- Nie wiem, na jakiej podstawie prokuratura formułuje w tej sprawie twierdzenie, że mój klient przebywa za granicą - powiedział dziennikarzom Bartosz Lewandowski, obrońca Marcina Romanowskiego, byłego wiceministra sprawiedliwości, poszukiwanego przez służby. Pytany, czy wie, gdzie przebywa jego klient, Lewandowski zasłonił się tajemnicą obrończą.
Obrońca odniósł się do informacji Prokuratury Krajowej, według których "poseł PiS Marcin Romanowski przekroczył granicę i przebywa na terenie jednego z krajów Unii Europejskiej". - Ja nie wiem, na jakiej podstawie prokuratura formułuje w tej sprawie twierdzenie, że mój klient przebywa za granicą - powiedział mecenas.

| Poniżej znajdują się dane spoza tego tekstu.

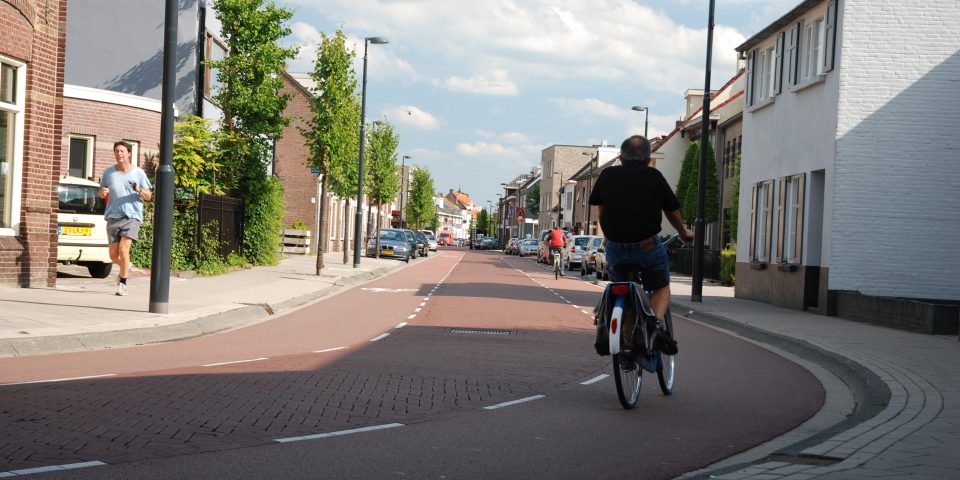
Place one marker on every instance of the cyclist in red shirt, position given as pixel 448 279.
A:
pixel 557 240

CZYTAJ TEŻ: Prokuratura: Romanowski prawdopodobnie przebywa na terenie jednego z krajów Unii Europejskiej >>>
Na pytanie, czy Romanowski celowo unika wymiaru sprawiedliwości, mecenas Lewandowski odpowiedział: wedle mojej wiedzy nie ukrywa się. - Natomiast rozumiem, że prokuratora może mieć też inne stanowiska - dodał. Zapytany o to, czy wie, gdzie obecnie przebywa Romanowski, zasłonił się tajemnicą obrończą.

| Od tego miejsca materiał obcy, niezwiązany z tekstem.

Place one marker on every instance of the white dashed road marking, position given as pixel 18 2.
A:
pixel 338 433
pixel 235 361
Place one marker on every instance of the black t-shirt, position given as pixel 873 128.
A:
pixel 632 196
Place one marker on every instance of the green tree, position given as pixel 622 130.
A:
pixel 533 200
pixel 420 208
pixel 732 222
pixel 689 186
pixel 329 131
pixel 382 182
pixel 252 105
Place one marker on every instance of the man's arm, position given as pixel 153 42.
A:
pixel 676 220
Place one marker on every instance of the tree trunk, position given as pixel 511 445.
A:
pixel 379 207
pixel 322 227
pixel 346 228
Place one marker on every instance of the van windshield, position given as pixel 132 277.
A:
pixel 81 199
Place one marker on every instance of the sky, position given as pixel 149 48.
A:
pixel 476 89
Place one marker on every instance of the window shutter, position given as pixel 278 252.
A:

Obrońca Romanowskiego o działaniach prokuratury
Lewandowski zapowiedział działania mające na celu wykazanie formalnych błędów w postępowaniu prokuratury oraz wskazanie na brak podstaw do stosowania międzynarodowych środków poszukiwawczych.
- Wystąpienie o wpisanie Marcina Romanowskiego na listę osób poszukiwanych czerwoną notą Interpolu jest pewnym nieporozumieniem - ocenił.
- Przepisy regulaminu Interpolu wykluczają możliwość umieszczenia osoby ściganej na podstawie, w której prokuratura stawia zarzuty przestępstw urzędniczych, czy też takich przestępstw, które nawet dotyczą działania na szkodę skarbu państwa - argumentował obrońca. Zapowiedział, że przedstawi Sekretariatowi Generalnemu Interpolu "argumentację wskazującą na polityczne motywy działań prokuratury". - Mam nadzieję, że organy Interpolu podzielą to stanowisko, że tutaj ściganie notą czerwoną jest pewną formą represji wobec mojego klienta - dodał.
CZYTAJ TEŻ: Manipulacja czy utrudnianie postępowania? Kowalski, prawicowe media i szpitalne zdjęcie Romanowskiego
Lewandowski ocenił, że zarzuty wobec Romanowskiego "są jedynie hipotezą", która "nie została poparta prawomocnym wyrokiem".